Superior Court of New Jersey, Appellate Division.

Argued December 3, 1985.
Decided January 9, 1986.

*599 Before Judges PRESSLER, DREIER and GRUCCIO.

Lawrence S. Berger argued the cause for appellant (Lawrence S. Berger, attorney; Bruce D. Nimensky, on the brief).

Matthew J. Scola argued the cause for respondent.

The opinion of the court was delivered by PRESSLER, P.J.A.D.

Plaintiff Village Supermarkets, Inc. appeals from the dismissal by the Tax Court of its consolidated complaints by which it challenged a 1979, 1980 and 1981 real property tax assessment of the defendant Township of Orange. The primary question raised by this appeal is whether a so-called net lessee, who is contractually obligated to assume the full tax burden for the property, is a "taxpayer" within the intendment of N.J.S.A. 54:3-21 and therefore entitled to prosecute an appeal from the assessment.

The controversy involves a multi-tenanted shopping center consisting of several buildings constructed on property which is assessed as a single parcel. Although the assessor's property record card shows a separate valuation for each building, the actual assessment has a single "buildings" component and the tax bill is so issued. Plaintiff is the tenant, under a 50-year *600 lease,[1] of one of the buildings in which it operates a Shop-Rite supermarket.
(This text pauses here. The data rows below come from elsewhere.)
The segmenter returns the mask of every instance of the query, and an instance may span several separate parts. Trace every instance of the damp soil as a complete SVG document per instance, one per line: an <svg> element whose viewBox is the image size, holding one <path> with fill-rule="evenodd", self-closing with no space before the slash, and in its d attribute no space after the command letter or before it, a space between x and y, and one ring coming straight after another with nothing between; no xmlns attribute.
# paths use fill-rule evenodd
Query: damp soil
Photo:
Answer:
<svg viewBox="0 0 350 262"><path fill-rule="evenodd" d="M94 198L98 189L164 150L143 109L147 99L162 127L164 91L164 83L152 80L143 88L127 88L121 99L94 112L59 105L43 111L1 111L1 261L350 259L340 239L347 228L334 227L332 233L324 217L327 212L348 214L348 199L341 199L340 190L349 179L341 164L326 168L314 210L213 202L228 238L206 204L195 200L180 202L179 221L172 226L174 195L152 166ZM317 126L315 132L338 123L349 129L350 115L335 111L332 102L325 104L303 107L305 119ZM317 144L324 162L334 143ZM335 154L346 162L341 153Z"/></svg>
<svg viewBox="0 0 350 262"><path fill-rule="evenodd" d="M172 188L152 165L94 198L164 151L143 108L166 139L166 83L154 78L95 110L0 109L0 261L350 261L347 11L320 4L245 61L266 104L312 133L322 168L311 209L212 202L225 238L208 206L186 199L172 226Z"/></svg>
The property was owned during the tax years here in question by Centre Properties Company, which transferred title to Mutual of New York during the pendency of the litigation. Plaintiff's lease requires it to pay a proportionate share of the real estate taxes assessed against the property, calculated as follows:

(a) An amount equal to the real estate tax attributable to the assessed valuation of the building and improvements to be erected by the Tenant, plus,
(b) An amount equal to the real estate tax attributable to the assessed valuation of the demised land without the building, plus,
(c) An amount equal to the real estate taxes assessed against the Shopping Center for the land and improvements, exclusive of the land and buildings occupied by Tenants, and multiplied by a fraction the numerator of which is the square footage of the floor area of the Tenant's building, and the denominator of which is the total square footage of the floor area of all stores in the Shopping Center determined as of the commencement of the lease year.

It appears that all other shopping center tenants are also obliged by their respective leases to pay a proportionate share of real estate taxes. The owner, although remaining primarily liable to the taxing authority, is thus fully and effectively relieved of the actual obligation for the local tax burden.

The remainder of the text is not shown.